The only real big gripe about this that I have is that there's no stinking battle mode. The limitation on who you get to play with doesn't bother me so much, and the available tracks are great enough to play on. But man - can you imagine the frenetic Battle mode online? Isn't this what we've all waited for? Instead, all we get is four player racing. It's still tons of fun though, and works very well. Lag is kept to a minimum, even when playing against worldwide players. I'd see some karts zipping around the track, but it's never gotten in the way of gameplay to the point where races are won unjustly.
Multiplayer by yourself is an option due to the usage of Bots. The multiplayer modes are up to expectations on local wi-fi, with traditional balloon Battle mode and a new Shine Runners mode which is basically "last man standing" with Shine sprites. Basically a few shines are scattered about as a timer goes down. When it reaches zero, the racer with the least shines gets knocked out, and the timer resets; this continues until there is only one left. Although I do miss the Bob-omb Battles, Shine Runners is basically as fun as Shine Thief and I'd rather have races online than the Bob-Omb battles.

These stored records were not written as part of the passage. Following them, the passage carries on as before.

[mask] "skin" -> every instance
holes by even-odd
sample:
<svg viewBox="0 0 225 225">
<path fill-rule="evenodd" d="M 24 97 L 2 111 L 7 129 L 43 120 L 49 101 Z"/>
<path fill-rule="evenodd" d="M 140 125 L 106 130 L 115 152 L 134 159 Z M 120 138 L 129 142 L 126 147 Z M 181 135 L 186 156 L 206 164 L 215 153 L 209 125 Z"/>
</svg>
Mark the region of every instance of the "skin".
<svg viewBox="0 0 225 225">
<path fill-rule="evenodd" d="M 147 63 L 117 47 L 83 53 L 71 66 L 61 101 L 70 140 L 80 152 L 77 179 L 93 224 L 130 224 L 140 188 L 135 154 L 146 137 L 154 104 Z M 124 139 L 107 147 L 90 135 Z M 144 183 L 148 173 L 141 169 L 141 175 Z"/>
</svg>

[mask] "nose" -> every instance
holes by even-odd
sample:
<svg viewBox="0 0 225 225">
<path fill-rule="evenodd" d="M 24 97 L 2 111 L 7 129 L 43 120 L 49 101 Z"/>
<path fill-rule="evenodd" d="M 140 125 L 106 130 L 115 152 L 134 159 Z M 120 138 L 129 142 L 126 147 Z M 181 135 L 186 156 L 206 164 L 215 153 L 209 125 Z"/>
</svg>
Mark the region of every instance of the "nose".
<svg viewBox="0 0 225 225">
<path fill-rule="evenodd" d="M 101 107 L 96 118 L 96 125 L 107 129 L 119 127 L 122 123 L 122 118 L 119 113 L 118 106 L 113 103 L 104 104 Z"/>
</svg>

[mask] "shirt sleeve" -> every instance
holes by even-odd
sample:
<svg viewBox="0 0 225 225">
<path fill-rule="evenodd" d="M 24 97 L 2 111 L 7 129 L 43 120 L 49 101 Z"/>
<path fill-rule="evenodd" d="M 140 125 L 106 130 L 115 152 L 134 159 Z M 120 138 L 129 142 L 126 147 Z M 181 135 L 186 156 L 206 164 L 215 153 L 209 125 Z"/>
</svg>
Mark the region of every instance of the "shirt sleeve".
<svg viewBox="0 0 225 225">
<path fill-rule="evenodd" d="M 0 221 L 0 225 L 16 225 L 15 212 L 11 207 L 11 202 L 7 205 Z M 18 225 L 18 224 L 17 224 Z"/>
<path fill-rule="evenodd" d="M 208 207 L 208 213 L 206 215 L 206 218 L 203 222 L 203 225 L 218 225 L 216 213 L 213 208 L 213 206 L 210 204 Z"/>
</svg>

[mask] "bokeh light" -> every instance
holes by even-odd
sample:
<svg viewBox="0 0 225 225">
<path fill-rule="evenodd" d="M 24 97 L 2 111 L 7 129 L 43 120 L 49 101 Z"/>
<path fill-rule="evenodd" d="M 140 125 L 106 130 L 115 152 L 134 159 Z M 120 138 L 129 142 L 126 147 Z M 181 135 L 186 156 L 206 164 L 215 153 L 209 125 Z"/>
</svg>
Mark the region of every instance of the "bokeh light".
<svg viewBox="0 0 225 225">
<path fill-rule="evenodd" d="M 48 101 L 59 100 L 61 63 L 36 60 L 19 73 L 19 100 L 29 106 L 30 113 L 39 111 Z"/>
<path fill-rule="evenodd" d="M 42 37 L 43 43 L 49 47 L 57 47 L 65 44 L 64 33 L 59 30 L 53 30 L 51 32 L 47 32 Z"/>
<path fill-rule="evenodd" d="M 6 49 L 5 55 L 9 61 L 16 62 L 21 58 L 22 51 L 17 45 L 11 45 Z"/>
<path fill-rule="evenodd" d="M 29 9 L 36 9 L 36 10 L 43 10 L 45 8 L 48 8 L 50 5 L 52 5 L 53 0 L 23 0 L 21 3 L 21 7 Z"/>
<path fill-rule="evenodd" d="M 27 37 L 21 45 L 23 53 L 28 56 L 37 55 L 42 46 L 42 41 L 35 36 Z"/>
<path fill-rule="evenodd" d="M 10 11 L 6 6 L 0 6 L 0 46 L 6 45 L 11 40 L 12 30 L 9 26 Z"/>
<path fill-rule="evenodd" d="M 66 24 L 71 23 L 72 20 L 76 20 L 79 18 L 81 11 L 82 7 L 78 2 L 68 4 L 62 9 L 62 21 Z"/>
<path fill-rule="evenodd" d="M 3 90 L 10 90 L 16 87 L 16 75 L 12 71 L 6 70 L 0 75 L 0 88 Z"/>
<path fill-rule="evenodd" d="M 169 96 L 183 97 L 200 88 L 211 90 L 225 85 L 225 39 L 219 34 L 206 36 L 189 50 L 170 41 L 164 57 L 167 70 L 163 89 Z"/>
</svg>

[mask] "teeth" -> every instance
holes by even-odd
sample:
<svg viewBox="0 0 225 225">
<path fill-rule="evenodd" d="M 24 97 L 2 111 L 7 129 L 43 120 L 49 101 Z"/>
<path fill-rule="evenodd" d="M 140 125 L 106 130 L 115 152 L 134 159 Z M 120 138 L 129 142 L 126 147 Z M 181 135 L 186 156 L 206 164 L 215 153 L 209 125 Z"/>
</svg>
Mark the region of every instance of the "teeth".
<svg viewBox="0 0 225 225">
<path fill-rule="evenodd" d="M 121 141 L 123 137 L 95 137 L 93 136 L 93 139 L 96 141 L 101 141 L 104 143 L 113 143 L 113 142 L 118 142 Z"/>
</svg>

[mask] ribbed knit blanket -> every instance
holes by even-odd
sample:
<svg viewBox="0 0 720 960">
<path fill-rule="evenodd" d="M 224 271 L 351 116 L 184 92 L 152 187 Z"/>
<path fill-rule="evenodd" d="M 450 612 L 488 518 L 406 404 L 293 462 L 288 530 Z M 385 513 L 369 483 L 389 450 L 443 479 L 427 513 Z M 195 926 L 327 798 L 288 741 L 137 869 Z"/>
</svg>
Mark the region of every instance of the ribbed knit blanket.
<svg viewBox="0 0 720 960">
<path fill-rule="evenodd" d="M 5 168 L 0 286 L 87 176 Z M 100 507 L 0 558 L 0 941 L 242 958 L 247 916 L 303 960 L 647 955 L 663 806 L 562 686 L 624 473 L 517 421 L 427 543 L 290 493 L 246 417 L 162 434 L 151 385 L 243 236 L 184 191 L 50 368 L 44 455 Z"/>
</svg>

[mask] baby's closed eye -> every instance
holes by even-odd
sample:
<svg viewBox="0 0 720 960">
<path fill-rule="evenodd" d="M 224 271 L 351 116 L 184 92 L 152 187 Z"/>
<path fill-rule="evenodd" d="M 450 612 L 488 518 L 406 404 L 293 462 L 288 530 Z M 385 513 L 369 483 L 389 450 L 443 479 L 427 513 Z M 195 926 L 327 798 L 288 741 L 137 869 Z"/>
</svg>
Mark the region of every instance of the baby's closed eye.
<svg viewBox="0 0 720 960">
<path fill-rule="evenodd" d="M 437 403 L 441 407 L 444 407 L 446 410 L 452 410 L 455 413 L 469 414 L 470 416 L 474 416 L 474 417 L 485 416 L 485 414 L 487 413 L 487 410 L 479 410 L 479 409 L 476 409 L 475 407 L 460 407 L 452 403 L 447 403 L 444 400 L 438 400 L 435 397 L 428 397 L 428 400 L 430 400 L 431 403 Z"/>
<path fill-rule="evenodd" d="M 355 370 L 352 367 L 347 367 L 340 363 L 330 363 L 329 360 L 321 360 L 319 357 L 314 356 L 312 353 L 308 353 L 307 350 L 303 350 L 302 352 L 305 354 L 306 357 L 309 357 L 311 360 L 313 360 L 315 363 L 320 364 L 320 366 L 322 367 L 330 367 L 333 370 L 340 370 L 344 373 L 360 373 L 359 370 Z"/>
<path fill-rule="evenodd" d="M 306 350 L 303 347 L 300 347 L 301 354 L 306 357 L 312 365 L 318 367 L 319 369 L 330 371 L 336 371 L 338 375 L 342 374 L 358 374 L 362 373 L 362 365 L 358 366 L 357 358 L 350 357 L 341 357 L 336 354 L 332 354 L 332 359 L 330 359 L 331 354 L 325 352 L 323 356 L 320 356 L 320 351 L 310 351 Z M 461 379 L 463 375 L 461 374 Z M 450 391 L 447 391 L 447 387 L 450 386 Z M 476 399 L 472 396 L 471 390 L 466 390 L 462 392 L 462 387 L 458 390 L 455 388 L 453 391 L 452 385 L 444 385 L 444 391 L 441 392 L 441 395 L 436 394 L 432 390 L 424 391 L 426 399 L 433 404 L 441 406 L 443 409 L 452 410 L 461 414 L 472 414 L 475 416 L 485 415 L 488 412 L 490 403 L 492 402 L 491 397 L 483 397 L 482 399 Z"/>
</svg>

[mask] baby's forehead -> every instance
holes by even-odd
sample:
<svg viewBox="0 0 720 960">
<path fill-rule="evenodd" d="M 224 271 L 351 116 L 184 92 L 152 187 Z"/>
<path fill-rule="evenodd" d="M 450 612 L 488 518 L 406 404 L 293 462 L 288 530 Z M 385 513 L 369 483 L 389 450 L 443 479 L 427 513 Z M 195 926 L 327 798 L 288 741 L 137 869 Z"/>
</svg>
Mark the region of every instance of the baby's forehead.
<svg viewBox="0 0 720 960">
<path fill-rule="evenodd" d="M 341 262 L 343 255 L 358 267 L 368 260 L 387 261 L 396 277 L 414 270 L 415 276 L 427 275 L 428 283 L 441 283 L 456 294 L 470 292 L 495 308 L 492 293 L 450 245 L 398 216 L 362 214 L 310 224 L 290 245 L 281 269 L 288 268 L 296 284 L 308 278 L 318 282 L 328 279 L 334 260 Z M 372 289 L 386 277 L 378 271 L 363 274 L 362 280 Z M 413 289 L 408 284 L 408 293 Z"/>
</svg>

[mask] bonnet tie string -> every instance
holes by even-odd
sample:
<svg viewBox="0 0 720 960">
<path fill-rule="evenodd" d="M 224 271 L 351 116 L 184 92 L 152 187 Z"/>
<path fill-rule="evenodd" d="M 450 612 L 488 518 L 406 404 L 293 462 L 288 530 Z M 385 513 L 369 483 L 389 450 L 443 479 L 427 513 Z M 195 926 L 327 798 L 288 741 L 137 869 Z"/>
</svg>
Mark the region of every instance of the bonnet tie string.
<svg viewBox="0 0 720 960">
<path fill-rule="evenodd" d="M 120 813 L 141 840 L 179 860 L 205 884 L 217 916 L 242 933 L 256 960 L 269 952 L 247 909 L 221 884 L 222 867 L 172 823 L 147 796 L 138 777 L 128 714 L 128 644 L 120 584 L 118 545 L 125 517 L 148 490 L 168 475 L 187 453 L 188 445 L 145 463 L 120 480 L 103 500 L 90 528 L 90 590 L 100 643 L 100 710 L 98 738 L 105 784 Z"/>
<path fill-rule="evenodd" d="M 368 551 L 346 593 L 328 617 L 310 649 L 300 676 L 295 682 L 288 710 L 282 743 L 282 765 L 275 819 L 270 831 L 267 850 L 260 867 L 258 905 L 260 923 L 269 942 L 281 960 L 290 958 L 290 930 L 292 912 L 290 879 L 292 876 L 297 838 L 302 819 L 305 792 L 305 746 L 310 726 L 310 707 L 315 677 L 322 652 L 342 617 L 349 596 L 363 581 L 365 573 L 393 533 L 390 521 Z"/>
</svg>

Along with single player bots, Online and Shine runners, another addition is the Mission mode. Here, you can hone your skills as a Mario Kart player by completing several tasks such as performing power slides, collecting item boxes, completing laps in a certain time, et cetera. There are several of these little missions and they're great for making you a better competitive player so that come online time, you're ready to compete. I really like this mode because of the practice, but also because it gives me even more reason to turn on Mario Kart DS when I'm done with all the Grand Prix mode. The value here is just fantastic, and don't forget about the Mirror Cups that put you through tracks in reverse that gets unlocked late in the game.
Aesthetically, there's nothing realy new here. The graphics are mostly reminiscent of the N64 version without texture filtering (gee, doesn't that sound familiar for a DS game...) but move at a totally unwavering 60 frames per second. The team did a great job of translating the Gamecube racetracks to the DS version. The sound, too, is your typical fare. The music is your general cheery Mario fare, as are the sound effects. Nothing has really changed here; everything about the audiovisual experience screams "Mario".
The bottom line with Mario Kart DS is this - it's accessible to everyone, playable by everyone, and now, you can compete with everyone - across the world. It's got the best tracks of the four existing versions (Cube, N64, GBA and SNES). It's got great new track designs, like Waluigi Pinball, and tons of replay value due to the assorted multiplayer and single player options. It's Mario Kart, and it's online. While the internet play is limited, it's a start, and there's so much to do offline too. In my opinion, there are a few DS games that I genuinely like more than Mario Kart DS; hell, there are always games that will be better than Mario Kart on any given Nintendo system. But I'd be hard pressed to ever say that I don't need Kart in those systems' lineups. Karting is just a necessary experience, and the Nintendo DS version is no exception.